Therefore, before we even begin investing, we need to have the right mindset that we will be seeing negative numbers, or the red numbers in our portfolio at some point in our investing journey.
Short term price performance should never be used as the sole gauge as to whether an investment is a good one. Because the stock market can be pretty irrational in the short term, so anything could possibly happen to the stock prices. The key lies in whether we are making a good investment, or buying a good company for the investment. This is where having the right knowledge to understand the business of a company comes in. You need that to develop a strong conviction in the investment. When we do not understand what we are investing in, it is easy to give in to emotions like fear and panic when we see price declines.
For example, companies like Alibaba and Mastercard have been losing favour among investors because their stock prices have not been performing for the year. Some investors even said that Alibaba stock is just trash and we have some asking why Mastercard stock prices are not moving up. We should instead be focusing on the fundamentals of these companies, not the stock performance in the short term. Over the long term, these companies with solid fundamentals are going to be performing well. The moment you give in to the panic selling, you have already lost the battle.
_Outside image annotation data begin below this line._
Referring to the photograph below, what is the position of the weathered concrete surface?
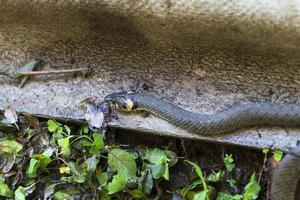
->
[0,0,300,149]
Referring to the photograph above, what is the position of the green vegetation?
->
[0,120,274,200]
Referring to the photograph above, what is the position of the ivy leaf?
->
[53,191,73,200]
[26,158,40,178]
[57,136,72,148]
[193,191,208,200]
[89,133,104,155]
[143,148,168,165]
[143,148,171,180]
[59,166,71,174]
[47,119,61,133]
[273,149,283,162]
[0,140,23,154]
[96,170,108,189]
[0,182,13,197]
[61,162,85,183]
[108,148,137,180]
[263,148,269,154]
[206,170,225,182]
[243,173,260,200]
[216,192,243,200]
[64,125,71,135]
[15,186,26,200]
[44,183,62,200]
[86,155,99,172]
[57,136,73,157]
[224,154,235,172]
[107,173,127,194]
[226,178,236,187]
[142,171,153,195]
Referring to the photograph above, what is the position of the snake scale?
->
[105,92,300,200]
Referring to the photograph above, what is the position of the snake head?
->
[104,92,137,112]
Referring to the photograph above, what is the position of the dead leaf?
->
[4,106,20,130]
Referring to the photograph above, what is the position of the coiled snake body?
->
[105,92,300,200]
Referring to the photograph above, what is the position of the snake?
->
[104,91,300,200]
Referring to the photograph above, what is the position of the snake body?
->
[105,92,300,200]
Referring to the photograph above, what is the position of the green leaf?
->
[0,140,23,154]
[243,173,260,200]
[61,162,85,183]
[163,163,170,181]
[226,178,236,187]
[108,148,137,180]
[142,171,153,195]
[26,158,40,178]
[216,192,243,200]
[273,149,283,162]
[32,154,51,170]
[96,170,108,188]
[53,191,73,200]
[185,160,209,196]
[89,133,104,155]
[224,154,235,172]
[64,125,71,135]
[164,150,178,167]
[15,186,26,200]
[47,119,61,133]
[42,147,55,158]
[80,124,89,134]
[263,148,269,154]
[206,170,225,182]
[57,136,72,148]
[127,189,146,199]
[0,182,13,197]
[107,173,127,194]
[86,155,99,172]
[193,191,208,200]
[143,148,168,165]
[57,136,73,157]
[142,148,171,180]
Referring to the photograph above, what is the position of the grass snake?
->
[105,92,300,200]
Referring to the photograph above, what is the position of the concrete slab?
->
[0,0,300,152]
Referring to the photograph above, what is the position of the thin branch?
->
[19,68,89,76]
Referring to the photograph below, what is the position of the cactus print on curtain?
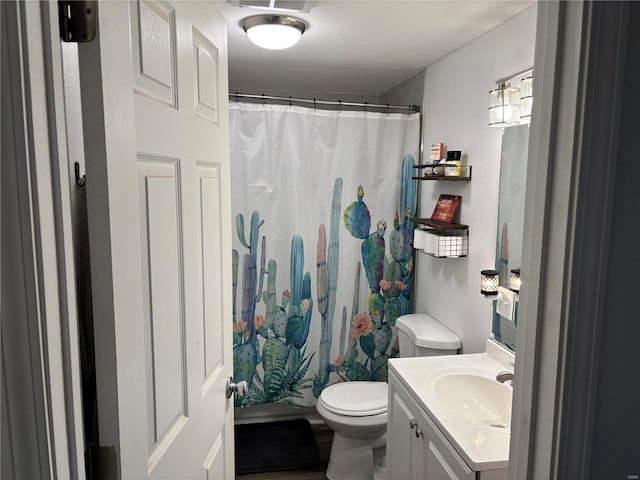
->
[230,104,419,407]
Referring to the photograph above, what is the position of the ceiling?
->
[218,0,535,95]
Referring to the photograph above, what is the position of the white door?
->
[78,1,234,480]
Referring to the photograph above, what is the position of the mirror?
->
[491,125,529,352]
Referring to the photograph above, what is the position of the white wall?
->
[414,6,536,353]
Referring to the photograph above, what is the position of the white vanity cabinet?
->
[387,370,507,480]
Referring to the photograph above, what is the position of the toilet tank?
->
[396,313,461,357]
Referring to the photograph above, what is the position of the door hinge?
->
[58,0,96,43]
[85,445,118,480]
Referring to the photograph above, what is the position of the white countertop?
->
[389,340,514,471]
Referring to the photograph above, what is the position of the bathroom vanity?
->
[387,341,513,480]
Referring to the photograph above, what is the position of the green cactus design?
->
[373,325,393,354]
[343,185,371,239]
[314,177,342,395]
[362,220,387,292]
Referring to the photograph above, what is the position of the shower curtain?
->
[230,104,420,407]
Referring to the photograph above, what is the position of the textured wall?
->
[415,6,536,353]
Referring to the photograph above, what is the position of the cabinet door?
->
[387,389,418,480]
[417,411,476,480]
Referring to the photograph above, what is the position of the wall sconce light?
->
[520,76,533,123]
[480,270,500,295]
[240,15,307,50]
[509,268,520,293]
[489,82,520,127]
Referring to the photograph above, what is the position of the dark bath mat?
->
[235,418,319,475]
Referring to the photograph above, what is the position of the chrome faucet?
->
[496,370,513,383]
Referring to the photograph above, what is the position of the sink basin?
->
[432,373,512,431]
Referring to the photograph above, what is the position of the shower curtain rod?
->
[229,92,420,113]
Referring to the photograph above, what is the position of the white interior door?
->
[78,1,234,479]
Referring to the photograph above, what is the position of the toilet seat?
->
[320,382,388,417]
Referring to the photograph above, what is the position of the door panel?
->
[198,165,224,388]
[132,1,177,107]
[81,1,234,479]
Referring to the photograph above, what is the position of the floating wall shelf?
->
[411,218,469,231]
[411,164,471,182]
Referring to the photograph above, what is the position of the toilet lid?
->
[320,382,388,417]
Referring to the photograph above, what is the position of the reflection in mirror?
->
[491,125,529,351]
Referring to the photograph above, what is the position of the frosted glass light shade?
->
[489,82,520,127]
[509,268,520,293]
[241,15,306,50]
[480,270,500,295]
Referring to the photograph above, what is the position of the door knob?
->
[226,377,249,398]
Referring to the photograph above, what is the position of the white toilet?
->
[316,313,460,480]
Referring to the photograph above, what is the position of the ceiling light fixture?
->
[240,15,307,50]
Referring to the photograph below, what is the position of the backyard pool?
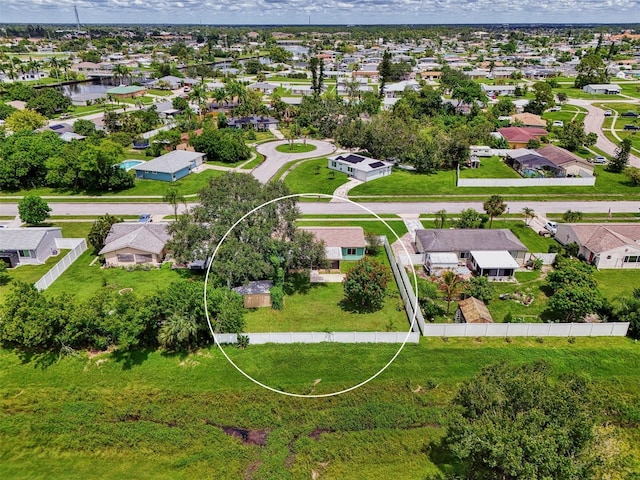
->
[120,160,144,172]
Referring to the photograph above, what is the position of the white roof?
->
[427,252,458,265]
[470,250,520,269]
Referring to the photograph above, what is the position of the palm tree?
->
[482,195,507,228]
[440,270,464,316]
[522,207,536,225]
[162,187,186,220]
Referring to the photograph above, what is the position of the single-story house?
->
[0,227,62,268]
[327,153,393,182]
[98,222,171,267]
[555,223,640,269]
[424,252,458,275]
[498,127,549,148]
[132,150,206,182]
[232,280,273,308]
[300,227,367,270]
[467,250,520,282]
[227,115,278,131]
[480,83,516,97]
[455,297,493,323]
[536,145,593,177]
[582,83,622,95]
[105,85,147,98]
[416,228,527,264]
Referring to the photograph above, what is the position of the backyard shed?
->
[456,297,493,323]
[233,280,273,308]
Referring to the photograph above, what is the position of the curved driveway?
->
[568,99,640,168]
[251,140,336,183]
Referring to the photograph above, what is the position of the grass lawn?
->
[460,157,522,178]
[0,338,640,480]
[593,270,640,300]
[276,143,317,153]
[349,165,640,200]
[47,251,196,300]
[245,283,409,332]
[284,158,349,195]
[296,218,407,243]
[0,250,69,305]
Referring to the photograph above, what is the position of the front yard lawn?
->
[284,158,349,195]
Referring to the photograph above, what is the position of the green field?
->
[0,338,640,480]
[284,158,349,195]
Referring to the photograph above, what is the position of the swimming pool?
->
[120,160,144,172]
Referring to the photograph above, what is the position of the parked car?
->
[544,220,558,235]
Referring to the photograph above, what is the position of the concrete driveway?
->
[251,140,336,183]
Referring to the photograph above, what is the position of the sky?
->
[0,0,640,25]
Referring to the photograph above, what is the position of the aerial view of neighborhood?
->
[0,0,640,480]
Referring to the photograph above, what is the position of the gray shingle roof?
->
[0,227,61,250]
[99,223,171,255]
[416,228,527,252]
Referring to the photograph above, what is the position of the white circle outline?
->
[204,193,418,398]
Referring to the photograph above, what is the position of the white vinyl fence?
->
[422,322,629,337]
[216,332,420,345]
[35,238,87,290]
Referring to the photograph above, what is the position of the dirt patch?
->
[222,427,269,447]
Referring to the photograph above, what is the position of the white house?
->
[555,223,640,270]
[327,153,393,182]
[582,83,622,95]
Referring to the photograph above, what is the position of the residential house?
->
[0,227,62,268]
[416,228,527,264]
[300,227,367,270]
[582,83,622,95]
[327,153,393,182]
[132,150,206,182]
[99,222,171,267]
[498,127,549,148]
[232,280,273,308]
[555,223,640,270]
[455,297,493,323]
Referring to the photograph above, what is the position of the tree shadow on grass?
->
[111,350,149,370]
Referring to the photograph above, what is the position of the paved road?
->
[569,100,640,168]
[252,140,336,183]
[0,201,640,216]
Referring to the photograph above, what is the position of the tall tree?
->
[483,195,507,228]
[342,257,391,312]
[445,362,599,480]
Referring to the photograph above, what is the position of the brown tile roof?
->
[536,145,593,170]
[570,223,640,254]
[458,297,493,323]
[300,227,367,248]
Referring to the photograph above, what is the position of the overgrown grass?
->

In fact, even though Mastercard’s YTD returns for 2021 are almost flat, it is one of our top few performing holdings in our portfolio as we have employed our Moneyball stock investing strategy and with options play. This is why we have been emphasising that we need to have a bag of strategies in mind so that we know what to do under different market conditions.
As for Alibaba, we are still holding on to the stock, as covered in our YouTube videos on the China markets.